Chandra, Transportation Services, said the exhibit presented is a concept the city will submit to Union Pacific for a crossing near SH‑377 and that the land for the alignment was dedicated by the Sagebrush development in 2020–21. She told the committee the plan is not a final design and that it is confined to the dedicated right‑of‑way.
When asked why the city proposes to close two crossings, Chandra explained that UPRR requires closure of two crossings to add a new crossing: “UPRR has a rule of you have to close 2 crossings to get a new crossing,” she said, and added that the existing crossings are skewed, low‑volume and “already unsafe.” Staff said the new crossing would be an at‑grade crossing with quad gates, traffic signal preemption and quiet‑zone treatments similar to other city crossings.

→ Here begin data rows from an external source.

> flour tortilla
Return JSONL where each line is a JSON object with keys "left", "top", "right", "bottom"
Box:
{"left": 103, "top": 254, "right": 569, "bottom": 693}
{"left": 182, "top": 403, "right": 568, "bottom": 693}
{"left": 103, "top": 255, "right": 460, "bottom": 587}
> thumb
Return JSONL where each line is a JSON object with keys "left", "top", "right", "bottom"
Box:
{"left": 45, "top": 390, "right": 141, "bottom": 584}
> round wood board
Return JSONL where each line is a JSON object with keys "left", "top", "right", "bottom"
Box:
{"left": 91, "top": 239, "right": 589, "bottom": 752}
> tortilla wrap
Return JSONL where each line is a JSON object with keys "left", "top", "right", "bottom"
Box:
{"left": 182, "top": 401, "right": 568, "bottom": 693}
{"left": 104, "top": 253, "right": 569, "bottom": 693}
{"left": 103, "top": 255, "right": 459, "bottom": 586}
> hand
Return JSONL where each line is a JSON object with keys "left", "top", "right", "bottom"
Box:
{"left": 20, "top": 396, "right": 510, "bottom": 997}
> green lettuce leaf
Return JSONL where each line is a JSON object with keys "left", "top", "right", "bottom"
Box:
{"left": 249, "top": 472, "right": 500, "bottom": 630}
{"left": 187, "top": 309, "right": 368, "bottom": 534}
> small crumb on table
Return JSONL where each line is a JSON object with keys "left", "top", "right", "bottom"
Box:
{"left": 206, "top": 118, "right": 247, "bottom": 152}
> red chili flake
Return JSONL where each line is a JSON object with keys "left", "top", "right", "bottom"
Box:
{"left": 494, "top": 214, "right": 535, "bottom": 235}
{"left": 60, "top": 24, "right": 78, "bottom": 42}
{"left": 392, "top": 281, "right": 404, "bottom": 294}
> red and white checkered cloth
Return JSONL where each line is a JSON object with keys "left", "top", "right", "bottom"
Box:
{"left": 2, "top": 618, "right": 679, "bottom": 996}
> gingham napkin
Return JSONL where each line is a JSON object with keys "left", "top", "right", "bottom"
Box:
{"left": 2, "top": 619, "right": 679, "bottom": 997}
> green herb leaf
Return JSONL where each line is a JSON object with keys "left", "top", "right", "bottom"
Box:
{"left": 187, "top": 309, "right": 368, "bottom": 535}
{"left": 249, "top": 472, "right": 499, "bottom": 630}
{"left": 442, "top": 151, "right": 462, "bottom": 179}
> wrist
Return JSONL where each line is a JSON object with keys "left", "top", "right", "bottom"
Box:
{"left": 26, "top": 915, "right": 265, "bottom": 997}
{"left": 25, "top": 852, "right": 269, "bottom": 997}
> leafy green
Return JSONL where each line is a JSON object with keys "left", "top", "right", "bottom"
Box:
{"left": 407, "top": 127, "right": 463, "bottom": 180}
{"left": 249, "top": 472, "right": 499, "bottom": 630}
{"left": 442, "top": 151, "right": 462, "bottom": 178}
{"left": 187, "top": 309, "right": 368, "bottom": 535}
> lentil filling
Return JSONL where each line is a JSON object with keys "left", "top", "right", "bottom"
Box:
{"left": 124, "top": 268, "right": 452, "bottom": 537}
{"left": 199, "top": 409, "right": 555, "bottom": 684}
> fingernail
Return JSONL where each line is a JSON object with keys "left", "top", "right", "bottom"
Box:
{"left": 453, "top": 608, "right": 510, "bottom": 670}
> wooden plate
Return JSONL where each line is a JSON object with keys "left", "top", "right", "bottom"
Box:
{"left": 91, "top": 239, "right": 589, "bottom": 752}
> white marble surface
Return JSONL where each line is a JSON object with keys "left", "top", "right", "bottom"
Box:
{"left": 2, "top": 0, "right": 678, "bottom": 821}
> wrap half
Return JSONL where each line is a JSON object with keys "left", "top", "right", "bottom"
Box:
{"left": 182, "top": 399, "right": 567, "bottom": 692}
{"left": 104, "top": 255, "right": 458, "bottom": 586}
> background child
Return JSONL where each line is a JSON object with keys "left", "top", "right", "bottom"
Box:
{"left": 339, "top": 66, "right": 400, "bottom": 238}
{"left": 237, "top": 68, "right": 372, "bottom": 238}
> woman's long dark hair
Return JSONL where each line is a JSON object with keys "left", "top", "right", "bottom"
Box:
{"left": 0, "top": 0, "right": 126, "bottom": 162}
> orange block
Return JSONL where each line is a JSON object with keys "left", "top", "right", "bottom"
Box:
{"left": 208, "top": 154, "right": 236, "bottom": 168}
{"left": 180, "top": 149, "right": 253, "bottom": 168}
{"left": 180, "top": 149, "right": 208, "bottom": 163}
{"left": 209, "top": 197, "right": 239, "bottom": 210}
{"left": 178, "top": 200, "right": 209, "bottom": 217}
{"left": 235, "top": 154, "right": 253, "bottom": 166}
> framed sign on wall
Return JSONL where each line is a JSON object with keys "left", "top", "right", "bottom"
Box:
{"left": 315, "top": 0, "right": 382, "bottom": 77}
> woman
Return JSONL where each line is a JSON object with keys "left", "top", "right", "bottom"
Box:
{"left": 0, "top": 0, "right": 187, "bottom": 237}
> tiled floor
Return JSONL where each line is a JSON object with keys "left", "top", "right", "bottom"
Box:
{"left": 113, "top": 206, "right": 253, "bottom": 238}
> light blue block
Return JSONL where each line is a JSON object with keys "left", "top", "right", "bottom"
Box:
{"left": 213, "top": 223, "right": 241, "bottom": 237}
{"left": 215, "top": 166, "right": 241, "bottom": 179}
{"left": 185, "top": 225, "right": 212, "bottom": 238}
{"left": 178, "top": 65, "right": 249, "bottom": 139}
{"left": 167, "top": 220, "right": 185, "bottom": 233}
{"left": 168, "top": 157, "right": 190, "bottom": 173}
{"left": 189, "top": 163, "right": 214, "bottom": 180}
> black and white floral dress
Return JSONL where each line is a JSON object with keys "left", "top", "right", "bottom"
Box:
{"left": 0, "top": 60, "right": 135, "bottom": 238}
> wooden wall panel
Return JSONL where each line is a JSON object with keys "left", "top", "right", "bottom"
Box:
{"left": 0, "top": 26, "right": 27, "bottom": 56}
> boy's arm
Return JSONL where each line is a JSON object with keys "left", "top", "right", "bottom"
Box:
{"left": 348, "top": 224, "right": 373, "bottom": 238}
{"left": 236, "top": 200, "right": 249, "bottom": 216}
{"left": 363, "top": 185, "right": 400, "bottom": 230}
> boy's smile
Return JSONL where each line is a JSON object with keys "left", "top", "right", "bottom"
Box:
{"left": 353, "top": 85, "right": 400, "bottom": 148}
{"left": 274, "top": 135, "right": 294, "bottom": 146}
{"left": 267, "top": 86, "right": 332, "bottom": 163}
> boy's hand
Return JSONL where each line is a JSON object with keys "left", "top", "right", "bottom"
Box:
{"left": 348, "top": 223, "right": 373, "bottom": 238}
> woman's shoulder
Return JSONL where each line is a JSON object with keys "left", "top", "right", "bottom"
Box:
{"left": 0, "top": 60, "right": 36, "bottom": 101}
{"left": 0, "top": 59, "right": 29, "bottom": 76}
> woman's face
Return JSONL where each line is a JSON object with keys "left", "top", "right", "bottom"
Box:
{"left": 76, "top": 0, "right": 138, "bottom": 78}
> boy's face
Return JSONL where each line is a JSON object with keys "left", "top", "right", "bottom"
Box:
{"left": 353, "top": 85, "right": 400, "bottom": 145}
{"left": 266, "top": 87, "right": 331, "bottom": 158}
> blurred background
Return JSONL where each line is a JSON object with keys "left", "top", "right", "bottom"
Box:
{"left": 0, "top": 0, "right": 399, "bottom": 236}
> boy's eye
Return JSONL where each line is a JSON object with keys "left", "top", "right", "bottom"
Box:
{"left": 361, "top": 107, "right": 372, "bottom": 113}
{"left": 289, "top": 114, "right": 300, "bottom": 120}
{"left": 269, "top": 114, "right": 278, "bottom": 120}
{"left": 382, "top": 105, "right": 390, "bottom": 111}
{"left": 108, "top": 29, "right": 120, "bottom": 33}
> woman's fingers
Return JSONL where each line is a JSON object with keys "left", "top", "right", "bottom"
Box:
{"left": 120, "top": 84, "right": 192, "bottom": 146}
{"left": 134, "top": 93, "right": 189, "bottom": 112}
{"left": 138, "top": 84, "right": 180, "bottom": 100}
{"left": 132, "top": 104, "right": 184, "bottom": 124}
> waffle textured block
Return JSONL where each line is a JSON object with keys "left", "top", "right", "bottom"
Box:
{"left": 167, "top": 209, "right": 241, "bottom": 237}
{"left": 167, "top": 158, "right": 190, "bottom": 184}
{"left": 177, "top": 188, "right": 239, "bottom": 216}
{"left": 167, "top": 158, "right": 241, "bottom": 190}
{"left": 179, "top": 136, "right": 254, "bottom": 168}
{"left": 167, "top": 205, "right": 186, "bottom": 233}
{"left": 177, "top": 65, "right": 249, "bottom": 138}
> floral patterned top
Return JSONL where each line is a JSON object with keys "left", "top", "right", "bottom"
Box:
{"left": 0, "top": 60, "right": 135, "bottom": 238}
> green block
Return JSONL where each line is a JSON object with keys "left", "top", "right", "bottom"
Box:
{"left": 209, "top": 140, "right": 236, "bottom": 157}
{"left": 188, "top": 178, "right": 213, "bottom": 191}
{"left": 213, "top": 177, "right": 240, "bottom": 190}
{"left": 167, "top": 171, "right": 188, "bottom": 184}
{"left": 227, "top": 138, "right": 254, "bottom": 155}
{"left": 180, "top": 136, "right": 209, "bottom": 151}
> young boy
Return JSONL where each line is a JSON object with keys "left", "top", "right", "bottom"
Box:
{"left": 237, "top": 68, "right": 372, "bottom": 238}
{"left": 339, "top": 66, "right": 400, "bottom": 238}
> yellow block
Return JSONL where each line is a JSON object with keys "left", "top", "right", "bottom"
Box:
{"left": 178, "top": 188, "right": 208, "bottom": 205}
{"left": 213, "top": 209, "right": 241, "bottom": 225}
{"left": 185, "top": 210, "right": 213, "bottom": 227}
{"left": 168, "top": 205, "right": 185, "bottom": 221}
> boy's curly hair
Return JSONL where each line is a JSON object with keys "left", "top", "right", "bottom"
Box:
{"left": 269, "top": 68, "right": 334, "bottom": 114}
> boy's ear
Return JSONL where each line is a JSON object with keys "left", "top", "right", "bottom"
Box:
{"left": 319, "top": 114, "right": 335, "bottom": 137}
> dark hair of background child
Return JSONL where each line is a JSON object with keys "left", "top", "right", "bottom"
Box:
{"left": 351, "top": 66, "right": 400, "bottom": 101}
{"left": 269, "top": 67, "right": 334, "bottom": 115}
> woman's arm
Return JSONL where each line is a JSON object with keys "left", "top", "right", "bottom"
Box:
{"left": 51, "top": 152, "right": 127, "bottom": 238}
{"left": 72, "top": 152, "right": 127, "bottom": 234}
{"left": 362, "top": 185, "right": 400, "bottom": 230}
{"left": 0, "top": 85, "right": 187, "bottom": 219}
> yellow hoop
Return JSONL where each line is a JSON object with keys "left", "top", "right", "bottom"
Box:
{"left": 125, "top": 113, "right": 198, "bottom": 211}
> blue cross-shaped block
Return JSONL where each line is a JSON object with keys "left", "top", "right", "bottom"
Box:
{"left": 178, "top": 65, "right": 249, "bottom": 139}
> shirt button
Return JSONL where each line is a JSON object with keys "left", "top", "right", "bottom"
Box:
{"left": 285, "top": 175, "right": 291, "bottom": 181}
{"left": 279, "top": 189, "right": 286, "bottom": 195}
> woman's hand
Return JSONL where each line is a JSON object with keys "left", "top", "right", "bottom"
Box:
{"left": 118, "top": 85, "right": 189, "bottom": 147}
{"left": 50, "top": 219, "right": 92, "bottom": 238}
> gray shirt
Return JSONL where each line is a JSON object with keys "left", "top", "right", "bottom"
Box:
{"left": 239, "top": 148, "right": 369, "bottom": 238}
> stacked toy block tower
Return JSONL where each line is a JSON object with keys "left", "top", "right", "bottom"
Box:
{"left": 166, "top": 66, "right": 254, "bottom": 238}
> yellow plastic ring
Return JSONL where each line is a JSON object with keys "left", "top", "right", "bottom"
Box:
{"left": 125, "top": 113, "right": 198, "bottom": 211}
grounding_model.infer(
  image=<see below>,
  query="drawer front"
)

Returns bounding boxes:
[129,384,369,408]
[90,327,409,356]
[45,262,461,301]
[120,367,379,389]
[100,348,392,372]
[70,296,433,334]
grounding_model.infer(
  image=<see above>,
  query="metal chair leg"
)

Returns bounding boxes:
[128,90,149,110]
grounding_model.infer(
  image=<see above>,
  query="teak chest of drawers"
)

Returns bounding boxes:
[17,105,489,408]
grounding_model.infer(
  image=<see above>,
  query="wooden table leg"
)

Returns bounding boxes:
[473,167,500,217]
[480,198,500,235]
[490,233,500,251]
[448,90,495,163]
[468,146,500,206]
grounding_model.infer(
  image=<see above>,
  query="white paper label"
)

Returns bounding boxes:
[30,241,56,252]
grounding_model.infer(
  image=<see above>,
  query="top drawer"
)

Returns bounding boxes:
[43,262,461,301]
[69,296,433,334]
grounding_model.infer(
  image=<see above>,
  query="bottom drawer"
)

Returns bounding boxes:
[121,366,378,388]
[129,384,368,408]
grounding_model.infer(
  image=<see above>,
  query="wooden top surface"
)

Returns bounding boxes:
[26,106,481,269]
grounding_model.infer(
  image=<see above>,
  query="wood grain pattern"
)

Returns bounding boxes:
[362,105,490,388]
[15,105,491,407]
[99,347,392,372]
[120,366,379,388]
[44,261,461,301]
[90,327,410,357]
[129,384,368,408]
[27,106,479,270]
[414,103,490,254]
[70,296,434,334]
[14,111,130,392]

Committee members asked whether the alignment would sacrifice green space; staff said it would not. Staff also noted that the planned crossing and intersection will include signalization and railroad preemption and that future traffic analyses (TIAs) would model expected traffic flows as projects progress.
Why it matters: the crossing and associated road realignment affect future connectivity in the area and are subject to railroad approval and safety requirements; the UPRR requirement to close crossings to permit a new crossing is a determinative constraint on alignment choices.